I CONTI DI FROOME…. PRIMA PERFETTI, POI ESTRO SUBLIME
BARDONECCHIA: O tutto o niente. E’ questo il pensiero elaborato da Chris Froome nella serata di ieri quando, dopo cena, si è ritrovato sul motorhome del team e ha snocciolato alcune semplici considerazioni. La prima di carattere personale. “Un piazzamento al Giro d’Italia non cambia la mia carriera, sono venuto per vincere e voglio farlo a rischio di saltare in aria“.

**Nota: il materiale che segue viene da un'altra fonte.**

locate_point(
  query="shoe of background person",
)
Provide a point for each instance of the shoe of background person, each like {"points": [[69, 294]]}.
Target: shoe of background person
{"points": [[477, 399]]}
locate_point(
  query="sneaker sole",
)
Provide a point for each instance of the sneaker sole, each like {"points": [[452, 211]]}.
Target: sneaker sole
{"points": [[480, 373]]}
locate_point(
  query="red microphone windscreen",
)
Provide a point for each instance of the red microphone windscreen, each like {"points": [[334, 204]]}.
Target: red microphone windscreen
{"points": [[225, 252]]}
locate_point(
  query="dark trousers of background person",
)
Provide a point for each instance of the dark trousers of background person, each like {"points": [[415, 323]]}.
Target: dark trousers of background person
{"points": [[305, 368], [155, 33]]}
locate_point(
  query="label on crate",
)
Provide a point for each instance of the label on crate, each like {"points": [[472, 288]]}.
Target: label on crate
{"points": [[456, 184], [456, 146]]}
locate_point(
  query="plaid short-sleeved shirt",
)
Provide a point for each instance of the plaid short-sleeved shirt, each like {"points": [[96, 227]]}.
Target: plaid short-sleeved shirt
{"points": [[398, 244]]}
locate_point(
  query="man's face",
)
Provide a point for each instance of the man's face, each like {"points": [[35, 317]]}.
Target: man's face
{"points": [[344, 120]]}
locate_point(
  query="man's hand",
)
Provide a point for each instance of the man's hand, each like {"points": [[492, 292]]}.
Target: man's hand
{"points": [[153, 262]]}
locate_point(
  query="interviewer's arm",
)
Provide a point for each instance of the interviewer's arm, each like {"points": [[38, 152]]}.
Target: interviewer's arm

La seconda di natura squisitamente tecnica. “Sto meglio, ho lasciato alle spalle una serie di sfortune e nella terza settimana sono sempre andato forte. Sono un fondista, godo di una grande esperienza e ho voglia di provare l’impresa“.
Il piano del team Sky è scattato immediatamente con una riunione di staff. TUTTI CONVOCATI come il titolo di una nota trasmissione radiofonica. La salita scelta è stata quella del Colle delle Finestre, un’ascesa che era già stata sperimentata nel secondo Giro vinto da Paolo Savoldelli e in quello di Alberto Contador e in grado fare distacchi importanti. Per realizzare tutto al meglio era importante avere uomini di fiducia disseminati lungo tutta la salita che è stata affrontata subito fortissimo dai gregari di SKY.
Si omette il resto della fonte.